Understanding the Warning Signs of Suicide
Of course, while it’s important to understand the psychology of suicide, it’s equally, if not more important to understand the warning signs of suicide. When I speak with clients or to the public on the topic of suicide prevention, I provide the following information:
“There are almost always warning signs in the weeks to months before a suicide attempt. Classic signs of someone at risk include social isolation, a loss of drive, changes in sleep and/or appetite, and a pervasive sense of helplessness or hopelessness. If your loved one sheds 10-20 lbs. over a few months, begins to spend most of the day in the bedroom or on the couch, sleeps 12 plus hours a day or complains of insomnia, routinely ignores calls and texts, obsesses over death, or frequently and tearfully expresses a fear of life, assume that he or she is at risk. If you worry that your loved one may be at risk, simply ask, “are you thinking of killing yourself?” If your loved one says “no,” but your intuition tells you otherwise, ask again. If your loved one is currently or was recently in treatment, contact that provider and express your concerns. If the provider doesn’t respond promptly and your loved one agrees to help, go to the nearest ER. Hospital staff can refer you to providers and programs in the area that treat both addiction and depression; in more emergent situations, hospital staff can help coordinate the inpatient admission of someone who is actively suicidal. If your loved one refuses help, then call your local non-emergency police number and request a welfare check from local law enforcement. Police departments in most major cities train officers to triage those at risk for suicide, with peace officers more times than not able to calm the crisis, and then escort those at most risk to the hospital on their own accord. If you believe suicide is an immediate risk, call 911.”

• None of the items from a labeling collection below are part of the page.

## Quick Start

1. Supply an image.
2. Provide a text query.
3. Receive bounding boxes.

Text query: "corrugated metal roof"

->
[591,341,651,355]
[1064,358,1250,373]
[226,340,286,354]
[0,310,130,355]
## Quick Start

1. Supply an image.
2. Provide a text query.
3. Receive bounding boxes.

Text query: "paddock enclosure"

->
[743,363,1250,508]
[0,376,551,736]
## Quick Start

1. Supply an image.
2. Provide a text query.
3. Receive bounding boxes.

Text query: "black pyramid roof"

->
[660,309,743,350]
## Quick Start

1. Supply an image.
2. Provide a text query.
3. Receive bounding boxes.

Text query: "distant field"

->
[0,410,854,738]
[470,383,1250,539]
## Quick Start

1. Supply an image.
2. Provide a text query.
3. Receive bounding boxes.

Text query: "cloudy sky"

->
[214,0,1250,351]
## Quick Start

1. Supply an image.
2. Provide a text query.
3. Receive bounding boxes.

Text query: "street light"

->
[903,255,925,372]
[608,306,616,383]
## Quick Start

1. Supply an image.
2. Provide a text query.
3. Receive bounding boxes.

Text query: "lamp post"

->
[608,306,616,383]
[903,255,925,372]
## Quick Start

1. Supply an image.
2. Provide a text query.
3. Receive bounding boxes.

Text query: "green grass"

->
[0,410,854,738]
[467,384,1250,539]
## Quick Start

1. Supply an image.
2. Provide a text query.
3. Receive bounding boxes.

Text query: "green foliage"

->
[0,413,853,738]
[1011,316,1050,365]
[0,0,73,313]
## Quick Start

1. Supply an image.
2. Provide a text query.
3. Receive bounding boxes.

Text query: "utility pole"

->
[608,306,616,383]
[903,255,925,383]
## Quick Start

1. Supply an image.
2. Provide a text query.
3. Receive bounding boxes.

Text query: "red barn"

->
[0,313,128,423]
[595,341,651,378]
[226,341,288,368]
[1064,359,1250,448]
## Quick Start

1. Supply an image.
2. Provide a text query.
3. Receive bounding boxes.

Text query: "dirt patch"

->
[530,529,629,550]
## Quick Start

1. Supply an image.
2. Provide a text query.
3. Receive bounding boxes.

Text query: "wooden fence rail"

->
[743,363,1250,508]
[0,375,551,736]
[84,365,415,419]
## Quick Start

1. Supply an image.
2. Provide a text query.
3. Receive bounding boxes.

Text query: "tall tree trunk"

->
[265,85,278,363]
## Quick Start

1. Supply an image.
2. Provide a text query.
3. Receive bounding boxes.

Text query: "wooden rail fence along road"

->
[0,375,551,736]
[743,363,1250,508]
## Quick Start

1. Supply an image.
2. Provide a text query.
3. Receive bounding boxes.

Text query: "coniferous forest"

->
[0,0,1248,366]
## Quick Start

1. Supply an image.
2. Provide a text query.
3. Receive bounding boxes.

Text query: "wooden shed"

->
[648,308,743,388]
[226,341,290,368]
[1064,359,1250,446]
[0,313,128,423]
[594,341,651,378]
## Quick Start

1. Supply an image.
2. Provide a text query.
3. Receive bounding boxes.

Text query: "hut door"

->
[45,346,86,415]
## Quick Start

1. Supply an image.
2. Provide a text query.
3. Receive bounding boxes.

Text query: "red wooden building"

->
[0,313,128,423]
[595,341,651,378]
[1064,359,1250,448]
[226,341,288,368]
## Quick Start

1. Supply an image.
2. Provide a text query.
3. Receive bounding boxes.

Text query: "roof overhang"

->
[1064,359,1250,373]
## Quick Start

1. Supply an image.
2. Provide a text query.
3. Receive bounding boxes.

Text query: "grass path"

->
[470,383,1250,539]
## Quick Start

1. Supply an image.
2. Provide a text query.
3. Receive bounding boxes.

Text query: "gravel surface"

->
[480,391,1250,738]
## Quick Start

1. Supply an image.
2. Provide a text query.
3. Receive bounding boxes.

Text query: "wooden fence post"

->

“More than anything else, trust your instincts. Don’t talk yourself out of speaking directly with a loved one that you suspect may be at risk, all for the sake of avoiding tension or an argument. Whatever discord that might result from your questions and concern will fade soon enough – as soon as your love one reminds him or herself that someone cared enough to ask.”
If in the US we talked about suicide as much as we talk about guns and violence, we might be able to save thousands of lives every year.
If you or a loved one are considering suicide, or need more information, call the suicide helpline at 1-800-SUICIDE, or visit www.suicide.org.
This post is not intended to take the place of advice from a trained professional. If you or someone you know is at risk for suicide, seek help immediately.